The thrombogenic potential of OH is unclear in isolated carriers of aPL and in PAPS patients: one possibility is a further increase in aPL titre after OH. Upon treatment with oestrogens, gonadectomized or intact male and female non-autoimmune C57BL/6 mice generate aPL that may persist for months after the oestrogen exposure [14,15]. In addition, an end-metabolite of 17-β-estradiol may induce the conversion B lymphocytes into immunoglobulin secreting plasma cells [16]. This would be in keeping with the finding of increased aPL titres in women receiving more than one course of OH for in vitro fertilization as well as explaining the aPL increase in our patient after OH [17]. The latter study also showed that the elevated PL titre was negatively related to the antioxidant capacity of PON [17]. PON accounts for most of the antioxidant of properties of HDL against LDL oxidation [18] and its activity is known to be decreased in PAPS [19].

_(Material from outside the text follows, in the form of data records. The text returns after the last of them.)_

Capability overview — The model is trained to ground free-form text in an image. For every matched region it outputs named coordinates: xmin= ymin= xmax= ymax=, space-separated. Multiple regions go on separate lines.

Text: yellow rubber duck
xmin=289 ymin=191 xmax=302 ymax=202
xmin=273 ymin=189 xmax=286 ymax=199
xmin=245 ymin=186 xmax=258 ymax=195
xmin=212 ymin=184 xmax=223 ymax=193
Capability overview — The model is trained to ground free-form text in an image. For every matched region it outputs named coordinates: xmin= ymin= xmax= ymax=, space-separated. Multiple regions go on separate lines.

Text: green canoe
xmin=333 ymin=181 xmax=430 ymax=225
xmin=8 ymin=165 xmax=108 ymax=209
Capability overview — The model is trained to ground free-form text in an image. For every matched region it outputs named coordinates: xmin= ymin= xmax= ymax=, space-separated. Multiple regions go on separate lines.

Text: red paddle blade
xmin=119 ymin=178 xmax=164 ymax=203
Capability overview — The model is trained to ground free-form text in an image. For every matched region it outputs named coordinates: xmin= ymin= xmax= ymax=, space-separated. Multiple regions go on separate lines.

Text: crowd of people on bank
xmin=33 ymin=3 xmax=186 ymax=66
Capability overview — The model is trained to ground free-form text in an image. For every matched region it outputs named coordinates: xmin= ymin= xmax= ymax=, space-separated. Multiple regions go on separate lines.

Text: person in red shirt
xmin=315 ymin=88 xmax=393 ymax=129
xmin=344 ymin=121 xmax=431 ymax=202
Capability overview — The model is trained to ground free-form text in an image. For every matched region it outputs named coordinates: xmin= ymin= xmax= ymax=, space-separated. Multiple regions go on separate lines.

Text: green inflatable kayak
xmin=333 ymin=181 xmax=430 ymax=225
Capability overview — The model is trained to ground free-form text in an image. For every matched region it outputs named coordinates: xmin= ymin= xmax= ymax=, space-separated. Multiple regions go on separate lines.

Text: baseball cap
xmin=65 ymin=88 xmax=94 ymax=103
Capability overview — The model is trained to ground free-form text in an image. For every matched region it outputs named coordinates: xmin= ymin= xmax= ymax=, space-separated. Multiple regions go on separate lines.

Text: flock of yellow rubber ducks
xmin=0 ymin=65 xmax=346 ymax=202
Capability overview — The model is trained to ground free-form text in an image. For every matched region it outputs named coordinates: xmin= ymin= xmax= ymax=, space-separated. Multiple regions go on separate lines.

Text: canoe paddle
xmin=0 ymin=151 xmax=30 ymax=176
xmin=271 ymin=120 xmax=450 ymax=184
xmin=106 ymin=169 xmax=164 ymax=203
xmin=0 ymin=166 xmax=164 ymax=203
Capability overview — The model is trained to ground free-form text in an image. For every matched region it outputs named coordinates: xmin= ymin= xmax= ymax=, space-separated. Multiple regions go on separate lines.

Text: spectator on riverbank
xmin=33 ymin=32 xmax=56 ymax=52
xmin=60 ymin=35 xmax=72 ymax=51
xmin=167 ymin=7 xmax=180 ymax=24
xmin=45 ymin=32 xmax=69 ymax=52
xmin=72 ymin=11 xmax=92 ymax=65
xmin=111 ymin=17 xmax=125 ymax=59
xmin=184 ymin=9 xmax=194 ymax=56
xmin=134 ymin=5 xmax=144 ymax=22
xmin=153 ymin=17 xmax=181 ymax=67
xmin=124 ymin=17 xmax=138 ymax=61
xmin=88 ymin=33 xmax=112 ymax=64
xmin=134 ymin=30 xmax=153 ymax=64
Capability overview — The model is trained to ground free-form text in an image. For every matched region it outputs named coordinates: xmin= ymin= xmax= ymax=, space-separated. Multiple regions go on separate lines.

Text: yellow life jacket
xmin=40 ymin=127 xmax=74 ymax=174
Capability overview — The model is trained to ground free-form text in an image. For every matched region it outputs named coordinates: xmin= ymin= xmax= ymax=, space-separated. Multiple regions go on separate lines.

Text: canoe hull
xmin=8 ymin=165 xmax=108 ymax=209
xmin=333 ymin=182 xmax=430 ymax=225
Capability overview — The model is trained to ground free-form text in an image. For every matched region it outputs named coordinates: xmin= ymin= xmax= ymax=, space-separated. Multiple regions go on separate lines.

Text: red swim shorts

Interestingly, pregnancy negative infertile woman who never conceived had lower PON activity than women who became pregnant but OH increased PON activity promoting a favorable environment for implantation [20]. Our patient exhibited a 57% reduction of PON activity partly due to her homozygous PON G192A mutation and partly to her aPL favoring infertility and her PON activity could not rise after OH because of the same reasons.
It is well established that aPL are associated with an enhanced oxidative state [21] and any decrease of antioxidant capacity may favour oxidative stress that may further enhance thrombin generation with consequent vascular occlusions [22]. The need for thromboprophylaxis before OH had been stressed [23] but in our case aspirin cover proved insufficient and with hindsight enoxaparin should have been considered.
We have reported upon a persistent carrier of aPL who developed extensive vascular disease and SLE after OH despite aspirin cover. OH developed after the GnRH agonist/antagonist regime that should minimize the risk of OH syndrome at the expense of a lower 6% delivery rate compared to human chorionic gonadotropin [24]. The distinction between OH syndrome and APS remains semantic as thrombosis is a clinical feature of both, but a review of possible thrombogenic pathways should have led to maximising thromboprophylaxis with low molecular weight heparin for three months as suggested by the American College of Chest Physicians after resolution of clinical OHS syndrome (Grade-2C recommendation) [25]. Although we do our best as physicians to help unfertile women to conceive and carry on with their pregnancy, careful risk assessment should be applied in cases like ours to avoid disastrous outcomes after OH.
Written informed consent was obtained from the patient for publication of this Case report and a copy of the written consent is available for review by the Editor-in-Chief of this journal.